Formatting code should be unnecessary

Posted by MaxLeiter 5 days ago

Formatting code should be unnecessary(maxleiter.com)

350 points | 476 commentspage 2

rs186 5 days ago|

Ah, eslint-config-airbnb. My favorite airbnb config issues:

https://github.com/airbnb/javascript/issues/1271

https://github.com/airbnb/javascript/issues/1122

I literally spent over an hour when adapting an existing project to use the airbnb config, when code was perfectly correct, clear and maintainable. I ended up disabling those specific rules locally. I never used it in another project. (Looks like the whole project is no longer maintained. Good riddance.)

The airbnb config is, in my view, the perfect example of unnecessarily wasting people's productivity when linting is done badly.

lisper 5 days ago||

It never ceases to amaze me how many times people can essentially re-invent S-expressions without realizing that's what they are doing.

benrutter 5 days ago||

Scanning the comments waiting for a lisper to comment and found one!

I guess lisp still has whitespace?
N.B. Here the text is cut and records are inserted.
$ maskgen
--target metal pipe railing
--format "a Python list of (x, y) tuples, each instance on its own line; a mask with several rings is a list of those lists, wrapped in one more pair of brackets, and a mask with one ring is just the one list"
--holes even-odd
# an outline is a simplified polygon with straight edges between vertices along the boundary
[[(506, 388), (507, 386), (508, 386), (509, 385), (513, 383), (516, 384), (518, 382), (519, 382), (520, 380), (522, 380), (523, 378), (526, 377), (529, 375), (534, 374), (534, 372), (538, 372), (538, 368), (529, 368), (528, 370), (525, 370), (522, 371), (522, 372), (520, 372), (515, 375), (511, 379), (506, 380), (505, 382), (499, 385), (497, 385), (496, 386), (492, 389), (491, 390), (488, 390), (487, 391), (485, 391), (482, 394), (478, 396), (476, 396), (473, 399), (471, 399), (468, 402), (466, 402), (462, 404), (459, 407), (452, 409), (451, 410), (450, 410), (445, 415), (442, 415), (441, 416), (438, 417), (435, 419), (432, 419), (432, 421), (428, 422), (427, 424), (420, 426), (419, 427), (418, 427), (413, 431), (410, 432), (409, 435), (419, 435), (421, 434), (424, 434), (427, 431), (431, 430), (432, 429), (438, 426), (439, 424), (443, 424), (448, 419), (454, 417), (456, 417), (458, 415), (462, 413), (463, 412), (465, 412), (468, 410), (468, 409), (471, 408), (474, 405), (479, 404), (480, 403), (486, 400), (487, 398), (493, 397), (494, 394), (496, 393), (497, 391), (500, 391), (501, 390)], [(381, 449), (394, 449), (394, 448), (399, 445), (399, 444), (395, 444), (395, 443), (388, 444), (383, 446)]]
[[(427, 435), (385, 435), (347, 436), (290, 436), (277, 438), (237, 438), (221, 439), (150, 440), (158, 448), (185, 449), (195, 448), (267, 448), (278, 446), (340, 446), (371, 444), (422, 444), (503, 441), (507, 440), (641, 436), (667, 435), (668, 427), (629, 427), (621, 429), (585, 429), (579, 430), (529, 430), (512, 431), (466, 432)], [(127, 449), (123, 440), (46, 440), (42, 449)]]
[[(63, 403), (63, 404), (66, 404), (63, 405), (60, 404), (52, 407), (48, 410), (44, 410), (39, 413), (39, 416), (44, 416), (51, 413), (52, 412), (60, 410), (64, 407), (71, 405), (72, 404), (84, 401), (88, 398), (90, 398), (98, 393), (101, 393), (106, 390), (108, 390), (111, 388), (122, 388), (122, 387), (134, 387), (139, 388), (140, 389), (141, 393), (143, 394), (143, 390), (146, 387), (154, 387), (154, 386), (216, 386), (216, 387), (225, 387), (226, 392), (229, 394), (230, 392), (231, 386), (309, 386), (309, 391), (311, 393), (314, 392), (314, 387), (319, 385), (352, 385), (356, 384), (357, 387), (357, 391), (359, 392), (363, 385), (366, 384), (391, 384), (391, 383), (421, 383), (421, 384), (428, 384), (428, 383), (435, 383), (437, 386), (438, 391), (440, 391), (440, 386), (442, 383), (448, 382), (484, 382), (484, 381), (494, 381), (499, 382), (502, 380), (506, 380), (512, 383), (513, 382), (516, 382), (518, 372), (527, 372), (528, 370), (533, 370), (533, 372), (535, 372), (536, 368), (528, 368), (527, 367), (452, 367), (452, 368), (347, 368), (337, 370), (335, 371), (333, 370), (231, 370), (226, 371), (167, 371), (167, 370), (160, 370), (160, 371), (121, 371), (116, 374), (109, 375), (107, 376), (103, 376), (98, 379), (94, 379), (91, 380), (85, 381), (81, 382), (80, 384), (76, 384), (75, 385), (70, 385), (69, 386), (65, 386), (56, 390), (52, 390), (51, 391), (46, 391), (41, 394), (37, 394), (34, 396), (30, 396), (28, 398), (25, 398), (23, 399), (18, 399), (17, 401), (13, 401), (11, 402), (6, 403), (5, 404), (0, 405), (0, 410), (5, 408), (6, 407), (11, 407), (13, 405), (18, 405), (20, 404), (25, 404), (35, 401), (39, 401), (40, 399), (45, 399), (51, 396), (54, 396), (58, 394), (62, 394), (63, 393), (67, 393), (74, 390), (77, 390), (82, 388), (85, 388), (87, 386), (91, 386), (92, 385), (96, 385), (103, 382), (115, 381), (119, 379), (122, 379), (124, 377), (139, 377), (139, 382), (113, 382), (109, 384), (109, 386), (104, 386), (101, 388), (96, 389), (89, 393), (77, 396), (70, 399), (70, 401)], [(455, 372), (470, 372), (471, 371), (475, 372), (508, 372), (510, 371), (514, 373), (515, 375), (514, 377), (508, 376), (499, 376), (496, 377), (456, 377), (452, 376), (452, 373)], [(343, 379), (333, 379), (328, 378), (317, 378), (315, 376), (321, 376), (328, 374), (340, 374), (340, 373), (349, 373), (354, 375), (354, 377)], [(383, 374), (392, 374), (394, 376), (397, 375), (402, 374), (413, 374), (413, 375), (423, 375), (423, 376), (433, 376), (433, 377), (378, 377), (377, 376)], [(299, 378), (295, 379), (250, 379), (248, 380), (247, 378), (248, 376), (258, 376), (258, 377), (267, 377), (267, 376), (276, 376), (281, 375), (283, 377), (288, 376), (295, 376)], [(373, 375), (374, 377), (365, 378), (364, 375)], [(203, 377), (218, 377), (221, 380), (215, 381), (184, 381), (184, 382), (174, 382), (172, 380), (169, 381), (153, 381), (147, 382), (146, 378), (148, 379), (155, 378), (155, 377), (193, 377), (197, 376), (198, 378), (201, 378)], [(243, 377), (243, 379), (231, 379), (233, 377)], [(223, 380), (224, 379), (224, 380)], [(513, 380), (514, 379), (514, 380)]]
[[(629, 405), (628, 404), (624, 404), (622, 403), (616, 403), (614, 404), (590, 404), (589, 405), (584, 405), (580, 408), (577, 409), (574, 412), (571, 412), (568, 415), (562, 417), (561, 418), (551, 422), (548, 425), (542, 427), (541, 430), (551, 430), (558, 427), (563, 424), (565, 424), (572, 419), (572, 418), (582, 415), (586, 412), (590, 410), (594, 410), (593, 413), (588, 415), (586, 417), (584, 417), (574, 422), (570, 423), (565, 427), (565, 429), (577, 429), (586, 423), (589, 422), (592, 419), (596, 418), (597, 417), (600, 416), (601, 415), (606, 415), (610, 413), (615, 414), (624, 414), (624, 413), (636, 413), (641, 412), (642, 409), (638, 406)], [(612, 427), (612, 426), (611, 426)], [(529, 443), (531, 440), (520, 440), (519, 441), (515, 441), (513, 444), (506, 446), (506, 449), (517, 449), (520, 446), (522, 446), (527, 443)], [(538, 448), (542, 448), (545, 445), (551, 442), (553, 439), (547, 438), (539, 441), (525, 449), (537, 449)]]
That seems like the only meaningful way it isn't already just what the post is describing.

Jach 5 days ago||

In actual Common Lisp development, code is stored in text files and edited and diffed as text in source controlled repositories. Once code is evaluated by an implementation, it's a different story, but before that there are many formatting options. It's mostly around where to put line breaks, whitespace, and parens, but still. The other day I wrote this simple function:

    (defun check-password-against-hash (password hash)
      (handler-case
        (bcrypt:password= password hash)
        (error () nil)))

There's already multiple choices on formatting (and naming, and other things) just from this sample.

In theory a system could be made where this level of code isn't what's actually stored and is just a reverse pretty-print-with-my-preferences version of the code, as the post mentions. SBCL compiles my function when I enter it, I can ask SBCL to describe it back to me:

    * (describe #'check-password-against-hash)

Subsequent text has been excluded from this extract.